FDNY White Firefighters: Diversity Lowers Standards
New York City’s fire department has a new entrance exam that is allowing them to hire new firefighters for the first time in five years. Some White firefighters are very angry about the new entrance exam because they say it lowers standards in an effort to increase diversity.
According to the Daily News, over 200 men from the FDNY were outside a courthouse in Brooklyn protesting the judge’s decision to make the department more diverse. Judge Nicholas Garaufis mandated the FDNY to conduct a “retroactive seniority and priority hiring of 293 minorities.”
It was expected that 180 White men would show up to the courthouse to express their anger and discontentment about the Judge’s ruling but only 36 men showed up.
One of the 36 men that showed up said,
”Seniority was earned in the dead of night when these benefactors were home sleeping.”
Last Friday, when the judge ruled that hiring would begin “immediately” many city officials were pleased with the decision. Among the city officials who expressed their approval of the ruling was FDNY Commissioner Salvatore Cassano.
Said Cassano,
“The FDNY’s strong commitment to diversity was evident in our recruitment campaign for this exam where 46 percent of the test takers were people of color-the same overall percentage of minorities at the top of this list. “
Even though the ruling met with a lot of opposition, it was a very significant victory for minorities who have been asking for equal employment. Only 3 percent of New York’s firefighters are black while 91 percent are white.

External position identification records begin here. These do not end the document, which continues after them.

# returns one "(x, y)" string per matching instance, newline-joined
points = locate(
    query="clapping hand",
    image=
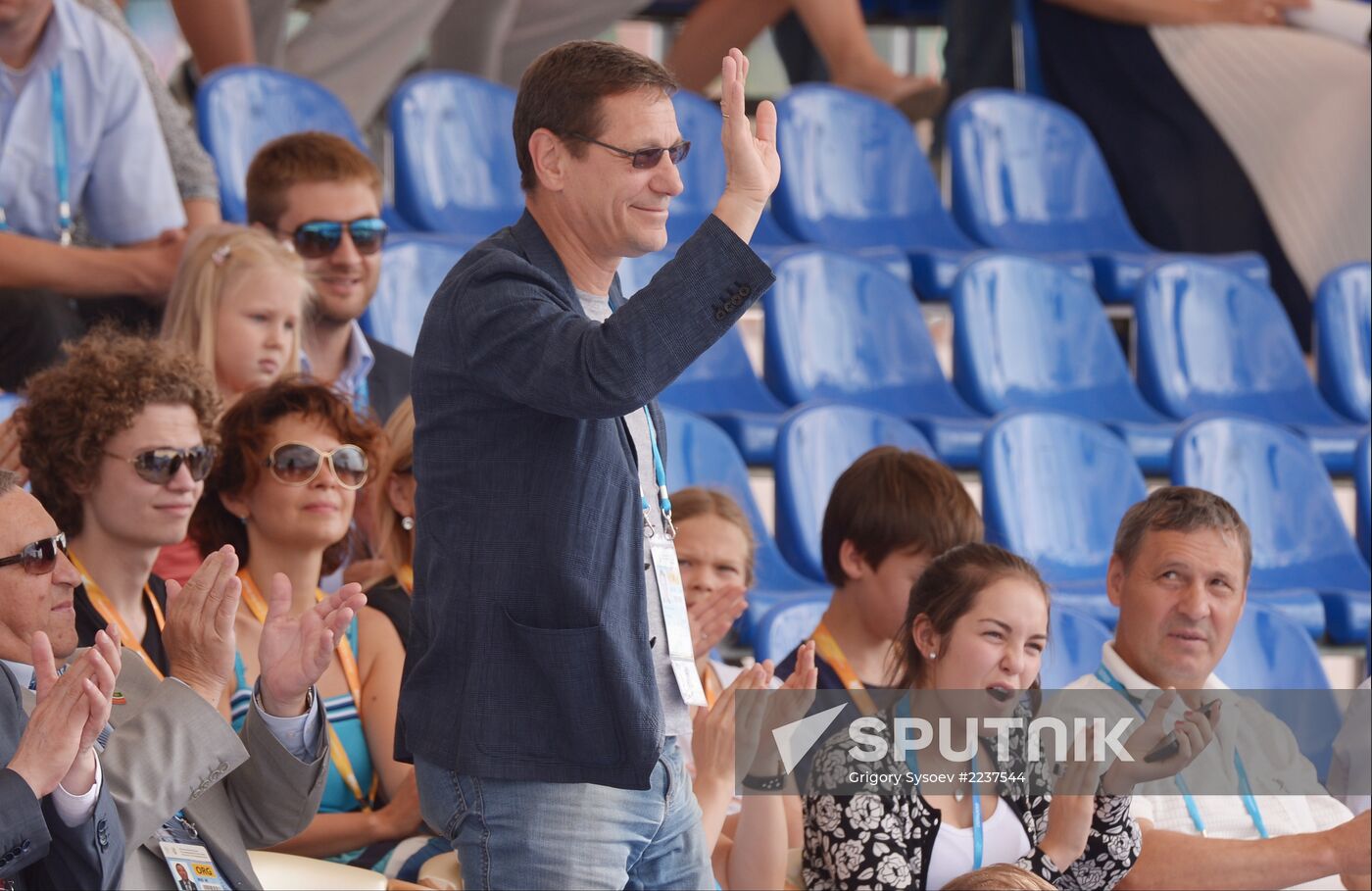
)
(68, 717)
(295, 651)
(199, 634)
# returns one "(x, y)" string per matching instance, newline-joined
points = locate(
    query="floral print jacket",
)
(882, 836)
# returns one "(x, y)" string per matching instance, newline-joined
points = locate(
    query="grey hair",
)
(1182, 510)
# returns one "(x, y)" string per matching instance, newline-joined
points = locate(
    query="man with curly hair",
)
(119, 439)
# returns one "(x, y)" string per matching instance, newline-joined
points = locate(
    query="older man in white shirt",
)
(1179, 575)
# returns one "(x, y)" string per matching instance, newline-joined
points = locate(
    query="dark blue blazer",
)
(528, 655)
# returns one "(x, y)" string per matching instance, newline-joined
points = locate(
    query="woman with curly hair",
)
(119, 439)
(971, 643)
(292, 459)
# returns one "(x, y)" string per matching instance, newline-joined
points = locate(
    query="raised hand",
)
(51, 742)
(710, 614)
(751, 161)
(295, 651)
(199, 634)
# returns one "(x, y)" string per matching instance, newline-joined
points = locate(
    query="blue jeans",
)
(514, 833)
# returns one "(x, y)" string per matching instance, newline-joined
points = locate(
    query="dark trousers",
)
(34, 324)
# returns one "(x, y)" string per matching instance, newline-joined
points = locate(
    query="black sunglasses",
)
(160, 466)
(319, 238)
(38, 558)
(644, 158)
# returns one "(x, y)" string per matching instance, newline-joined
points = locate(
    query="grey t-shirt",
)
(675, 715)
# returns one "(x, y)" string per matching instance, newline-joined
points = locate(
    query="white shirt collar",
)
(1132, 680)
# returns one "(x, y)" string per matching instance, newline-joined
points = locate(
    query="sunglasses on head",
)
(298, 465)
(319, 238)
(644, 158)
(160, 466)
(38, 558)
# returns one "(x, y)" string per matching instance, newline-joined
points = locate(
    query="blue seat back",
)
(1362, 482)
(699, 453)
(242, 107)
(1026, 174)
(1269, 657)
(786, 624)
(703, 172)
(1344, 339)
(1074, 641)
(1211, 341)
(1028, 334)
(412, 268)
(455, 158)
(815, 446)
(853, 173)
(1282, 490)
(843, 328)
(9, 404)
(1054, 490)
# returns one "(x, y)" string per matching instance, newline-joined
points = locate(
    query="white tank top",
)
(1004, 842)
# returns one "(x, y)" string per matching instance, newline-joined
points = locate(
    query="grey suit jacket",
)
(37, 850)
(171, 751)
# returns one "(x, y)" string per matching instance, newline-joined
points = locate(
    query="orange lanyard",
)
(833, 654)
(338, 754)
(713, 689)
(110, 613)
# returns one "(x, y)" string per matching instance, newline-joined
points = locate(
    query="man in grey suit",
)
(58, 825)
(177, 771)
(551, 668)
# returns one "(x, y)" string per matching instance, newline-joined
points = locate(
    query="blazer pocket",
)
(553, 702)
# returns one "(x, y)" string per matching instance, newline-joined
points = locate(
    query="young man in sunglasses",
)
(321, 195)
(546, 596)
(79, 140)
(185, 787)
(119, 441)
(58, 824)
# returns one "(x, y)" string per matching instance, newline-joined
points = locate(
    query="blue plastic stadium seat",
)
(815, 446)
(1344, 339)
(1362, 480)
(1275, 480)
(1271, 655)
(786, 626)
(722, 386)
(841, 328)
(1031, 335)
(9, 403)
(1074, 641)
(1026, 175)
(702, 455)
(1210, 341)
(1054, 489)
(242, 107)
(455, 161)
(853, 177)
(412, 268)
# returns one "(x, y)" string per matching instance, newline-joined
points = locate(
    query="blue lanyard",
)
(664, 504)
(59, 161)
(912, 761)
(1250, 804)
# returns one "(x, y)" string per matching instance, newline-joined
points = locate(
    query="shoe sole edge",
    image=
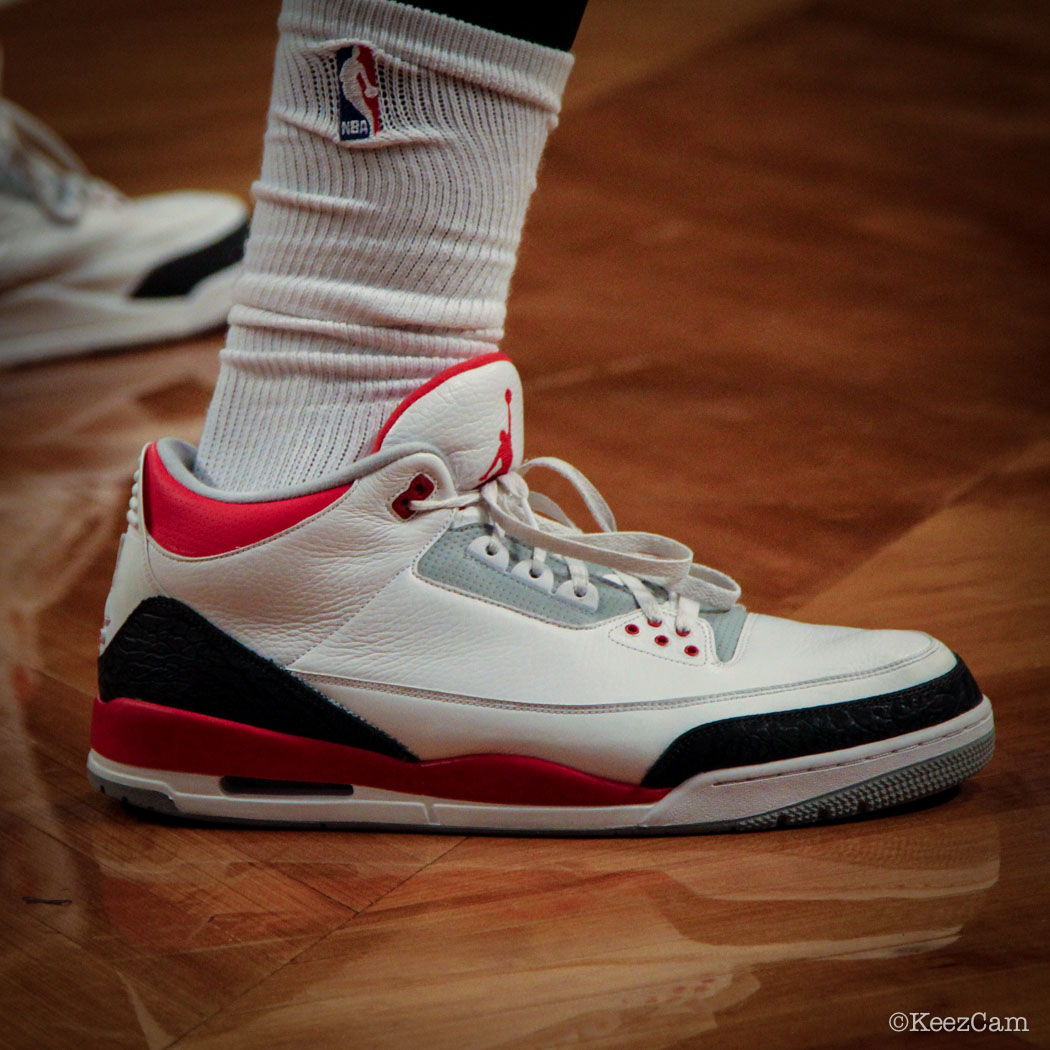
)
(844, 784)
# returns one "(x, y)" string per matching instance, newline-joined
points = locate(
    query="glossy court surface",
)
(783, 295)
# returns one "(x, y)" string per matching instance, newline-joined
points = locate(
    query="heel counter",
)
(132, 582)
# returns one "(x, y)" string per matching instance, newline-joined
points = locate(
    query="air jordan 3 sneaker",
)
(84, 268)
(421, 642)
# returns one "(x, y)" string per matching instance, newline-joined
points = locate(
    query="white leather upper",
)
(338, 599)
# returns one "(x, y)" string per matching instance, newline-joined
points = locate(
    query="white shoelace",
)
(36, 162)
(637, 559)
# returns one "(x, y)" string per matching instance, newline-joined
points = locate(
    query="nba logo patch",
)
(359, 111)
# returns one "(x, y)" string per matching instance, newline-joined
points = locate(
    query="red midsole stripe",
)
(150, 736)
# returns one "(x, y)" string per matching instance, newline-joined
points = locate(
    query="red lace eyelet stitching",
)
(420, 487)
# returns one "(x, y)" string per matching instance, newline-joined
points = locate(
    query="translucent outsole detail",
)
(921, 780)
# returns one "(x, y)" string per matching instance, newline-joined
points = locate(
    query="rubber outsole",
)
(889, 791)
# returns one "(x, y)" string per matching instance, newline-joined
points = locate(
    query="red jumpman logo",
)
(505, 454)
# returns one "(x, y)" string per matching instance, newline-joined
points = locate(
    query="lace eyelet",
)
(420, 487)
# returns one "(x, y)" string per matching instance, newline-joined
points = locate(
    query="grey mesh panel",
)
(727, 627)
(448, 563)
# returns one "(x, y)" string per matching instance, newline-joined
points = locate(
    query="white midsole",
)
(709, 798)
(48, 320)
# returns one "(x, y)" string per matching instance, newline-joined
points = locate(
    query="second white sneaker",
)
(83, 268)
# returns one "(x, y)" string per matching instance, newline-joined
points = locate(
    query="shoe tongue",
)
(471, 413)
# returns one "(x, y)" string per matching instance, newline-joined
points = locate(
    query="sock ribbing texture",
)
(376, 261)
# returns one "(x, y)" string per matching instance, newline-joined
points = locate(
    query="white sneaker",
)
(421, 643)
(83, 268)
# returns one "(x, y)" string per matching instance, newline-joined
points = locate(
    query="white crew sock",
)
(376, 261)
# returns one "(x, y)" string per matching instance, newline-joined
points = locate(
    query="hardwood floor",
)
(783, 294)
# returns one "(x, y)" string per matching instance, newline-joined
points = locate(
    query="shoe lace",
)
(37, 164)
(639, 561)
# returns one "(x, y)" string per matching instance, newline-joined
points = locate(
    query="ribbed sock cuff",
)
(516, 67)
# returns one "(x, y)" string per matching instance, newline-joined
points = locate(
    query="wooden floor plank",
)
(782, 295)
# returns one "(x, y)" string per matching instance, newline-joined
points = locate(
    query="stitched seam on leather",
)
(857, 761)
(596, 709)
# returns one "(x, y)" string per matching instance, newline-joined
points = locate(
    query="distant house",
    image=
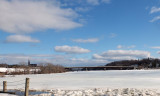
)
(31, 65)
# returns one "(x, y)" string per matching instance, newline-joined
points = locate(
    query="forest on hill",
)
(143, 63)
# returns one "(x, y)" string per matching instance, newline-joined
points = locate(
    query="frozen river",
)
(88, 79)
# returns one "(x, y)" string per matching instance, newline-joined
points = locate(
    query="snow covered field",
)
(89, 80)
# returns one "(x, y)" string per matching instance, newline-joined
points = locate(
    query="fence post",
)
(26, 87)
(4, 86)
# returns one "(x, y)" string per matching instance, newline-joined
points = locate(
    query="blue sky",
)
(78, 32)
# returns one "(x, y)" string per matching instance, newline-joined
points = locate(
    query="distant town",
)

The Department of Justice joined an organization of black firefighters, the Vulcan Society and sued the city over racially biased exams that made it next to impossible for minorities to be admitted.
Last year Garaufis criticized the Bloomberg administration for being passive about FDNY’s lack of diversity.
According to The New York Times, Judge Garaufis said,
“The evidence adduced in this case gives the court little hope that Mayor Michael R. Bloomberg or any of his senior leadership has any intention of stepping up to the task of ending discrimination at the F.D.N.Y.Instead of facing hard facts and asking hard questions about the city’s abysmal track record of hiring black and Hispanic firefighters, the Bloomberg administration dug in and fought back.”